The development of a radioimmunoassay for cannabinoids in blood and urine

Abstract

Antibodies, for use in radioimmunoassay, have been raised in sheep by immunization with a conjugate of delta9-tetrahydrocannabinol hemisuccinate and bovine serum albumin. Antiserum titre and avidity were increased by successive booster doses of conjugate. The high degree of non-specific binding encountered in the radioimmunoassay of cannabinoids was reduced by the use of the solubilizing detergent Triton X-405 and by restricting protein concentration in the assay medium. Plasma samples were deproteinized with ethanol before assay, but urine was directly assayed. High avidity antibodies and high specific activity [3H]-delta9-tetrahydrocannabinol permitted the detection of 50 pg of cross-reacting cannabinoids--a sensitivity of 7-5 ng ml-1 of plasma and 1-0 ng ml-1 of urine.

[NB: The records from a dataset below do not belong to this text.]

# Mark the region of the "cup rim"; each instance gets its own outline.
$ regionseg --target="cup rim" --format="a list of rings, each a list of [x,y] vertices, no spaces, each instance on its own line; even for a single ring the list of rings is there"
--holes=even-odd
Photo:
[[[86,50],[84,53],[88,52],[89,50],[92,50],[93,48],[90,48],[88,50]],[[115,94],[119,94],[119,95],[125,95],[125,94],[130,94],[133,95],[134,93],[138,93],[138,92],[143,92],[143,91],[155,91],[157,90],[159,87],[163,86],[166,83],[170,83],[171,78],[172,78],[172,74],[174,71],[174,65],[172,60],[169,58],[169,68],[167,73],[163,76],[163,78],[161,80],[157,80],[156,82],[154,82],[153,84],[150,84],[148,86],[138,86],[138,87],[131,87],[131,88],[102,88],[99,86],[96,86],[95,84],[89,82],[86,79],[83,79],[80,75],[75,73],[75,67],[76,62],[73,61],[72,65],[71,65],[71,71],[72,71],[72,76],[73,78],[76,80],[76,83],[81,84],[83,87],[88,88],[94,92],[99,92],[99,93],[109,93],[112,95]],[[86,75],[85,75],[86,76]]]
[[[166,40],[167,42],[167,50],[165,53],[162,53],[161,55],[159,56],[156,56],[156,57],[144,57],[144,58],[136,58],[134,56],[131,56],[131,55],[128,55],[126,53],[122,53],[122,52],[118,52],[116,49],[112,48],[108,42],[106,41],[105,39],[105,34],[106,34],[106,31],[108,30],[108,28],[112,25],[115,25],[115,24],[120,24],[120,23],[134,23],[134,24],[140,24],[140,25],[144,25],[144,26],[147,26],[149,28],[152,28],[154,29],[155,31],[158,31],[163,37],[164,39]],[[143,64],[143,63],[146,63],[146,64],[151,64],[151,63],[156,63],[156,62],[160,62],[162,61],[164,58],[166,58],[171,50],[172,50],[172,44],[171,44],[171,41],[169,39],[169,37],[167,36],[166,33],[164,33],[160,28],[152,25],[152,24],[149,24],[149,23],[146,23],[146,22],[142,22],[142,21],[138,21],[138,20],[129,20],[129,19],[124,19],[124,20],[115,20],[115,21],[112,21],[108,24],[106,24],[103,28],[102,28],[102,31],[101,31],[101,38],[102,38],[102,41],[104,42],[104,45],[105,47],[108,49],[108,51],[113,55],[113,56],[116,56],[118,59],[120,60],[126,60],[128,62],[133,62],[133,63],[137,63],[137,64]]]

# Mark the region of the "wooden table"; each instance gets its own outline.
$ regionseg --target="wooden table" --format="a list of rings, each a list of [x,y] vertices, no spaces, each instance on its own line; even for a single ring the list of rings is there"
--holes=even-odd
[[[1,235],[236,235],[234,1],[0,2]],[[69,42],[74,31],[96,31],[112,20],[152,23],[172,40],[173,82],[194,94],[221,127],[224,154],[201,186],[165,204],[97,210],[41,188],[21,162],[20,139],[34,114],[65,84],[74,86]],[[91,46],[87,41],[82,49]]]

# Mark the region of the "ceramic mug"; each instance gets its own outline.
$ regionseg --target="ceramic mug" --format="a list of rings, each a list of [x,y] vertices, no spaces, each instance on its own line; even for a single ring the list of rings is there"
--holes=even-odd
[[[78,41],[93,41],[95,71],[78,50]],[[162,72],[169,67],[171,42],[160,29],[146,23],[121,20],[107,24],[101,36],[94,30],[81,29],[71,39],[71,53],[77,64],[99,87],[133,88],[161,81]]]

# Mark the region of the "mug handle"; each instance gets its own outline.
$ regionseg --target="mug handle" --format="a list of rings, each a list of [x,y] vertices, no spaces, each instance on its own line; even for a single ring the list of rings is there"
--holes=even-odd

Whilst apparently specific for the three-ringed cannabinoid nucleus, the assay antiserum cross-reacted with several cannabinoids, both natural compounds and metabolites. Partial identification of cross-reacting cannabinoids was achieved by the use of pure compounds and by the assay of plasma and urine samples collected from rabbits given pure cannabinoids intravenously.